Thanks to the visual representation of all water flows in an integrated diagram and the strong breakdown to the essential information, challenges on the one hand, but opportunities on the other hand, can also be identified. The WFD thus offers a scientifically sound but at the same time practical tool that decision-makers can use to quickly analyse a water system and make possible adjustments. Furthermore, the approach is not only a visualisation tool but also a communication instrument between science, practice and politics. As all stakeholders are on the same footing, the WFD facilitates and promotes discussions in the water management sector. In addition, cities become more comparable with each other, as various practical examples show.
Two case studies in the cities of Rio Pardo de Minas in Brazil and Bern in Switzerland
The WFD has already been used in several practical examples. These include both fairly small cities such as Rio Pardo de Minas in Brazil and larger cities such as Bern in Switzerland. By testing the tool through such case studies, the researchers have evaluated how the approach brings added value and, in particular, gathered feedback to make improvements. With the help of these findings, the methodology could be standardised in 2022 so that more cities agreed to implement the WFD. The next phase is to promote the acceptance of the approach among a broad public and a wide variety of municipalities. International events such as the UN Water Conference are particularly suitable for this. These are important platforms for positioning and dissemination of new approaches in the field of water management.

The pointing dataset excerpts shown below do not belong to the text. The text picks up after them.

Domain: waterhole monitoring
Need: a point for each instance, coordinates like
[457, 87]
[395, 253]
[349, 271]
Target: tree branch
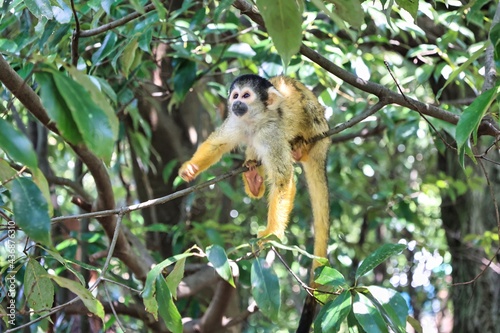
[117, 23]
[486, 127]
[105, 198]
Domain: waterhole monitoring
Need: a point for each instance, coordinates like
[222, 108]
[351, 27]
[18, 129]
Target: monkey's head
[252, 93]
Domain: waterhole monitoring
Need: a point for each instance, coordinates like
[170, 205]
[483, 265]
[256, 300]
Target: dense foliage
[101, 101]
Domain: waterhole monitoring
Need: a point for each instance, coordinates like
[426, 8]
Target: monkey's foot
[188, 171]
[298, 145]
[251, 164]
[254, 183]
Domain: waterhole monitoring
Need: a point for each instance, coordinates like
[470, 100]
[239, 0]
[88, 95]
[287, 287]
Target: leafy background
[101, 101]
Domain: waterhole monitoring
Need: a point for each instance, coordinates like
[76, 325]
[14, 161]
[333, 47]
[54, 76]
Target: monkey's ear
[274, 98]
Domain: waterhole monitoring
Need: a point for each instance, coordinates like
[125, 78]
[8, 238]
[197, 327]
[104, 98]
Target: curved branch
[117, 23]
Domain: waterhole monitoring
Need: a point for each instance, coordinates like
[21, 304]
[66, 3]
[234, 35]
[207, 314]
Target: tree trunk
[476, 305]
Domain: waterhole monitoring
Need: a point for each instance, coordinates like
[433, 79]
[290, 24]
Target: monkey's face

From the UN Water Conference to the 2030 Water Action Plan
After almost 50 years, the UN Water Conference will be taking place again this year. It includes the main program and side events. The first will consist of five interactive dialogues. One of these interactive dialogues “Water for Cooperation: cross-border and international water cooperation”, will be chaired by Federal Councillor Ignazio Cassis, representing Switzerland, together with Senegal. The summit will additionally be complemented by a series of side events. One of the main goals of the conference is to adopt a 2030 Water Action Plan. António Guterres, Secretary-General of the UN, also underlined this in a statement: “A sensible water action plan must emerge from the UN 2023 Water Conference in March that gives our world’s elixir of life the commitment it deserves.” Eawag and its partners are making a contribution in this context. The institute has published a commitment to the 2030 Water Action Plan, which describes the relevance of acting in partnership in urban water management. “In this way, we want to show that it makes sense for players from science, politics and practice to join forces and commit to measures in water management. This is the only way we can solve water problems,” explains Dorothee Spuhler for the Department of Sanitation, Water and Solid Waste for Development
At a side event at Columbia University, the joint commitment will be presented and explained how this can be implemented. The researchers use projects to show how new approaches and tools can be put into practice in cooperation with aid organisations. Among other things, the WFD will be presented for this purpose. They will look at the example of Rio Pardo de Minas already mentioned and another example in Dakar. It is their intention to show how, with the help of the WFD, all stakeholders involved (government, population and industry) can strengthen water security in a participatory process. “We are thus making an important contribution with regard to the 2030 Water Action Plan and Sustainable Development Goal 6 – clean water and sanitation facilities,” says Dorothee Spuhler. She wants to use the conference in New York to exchange views with politicians and players from the water sector. “We hope to motivate them to use our tool and make improvements in their community or country with its help,” Spuhler continues.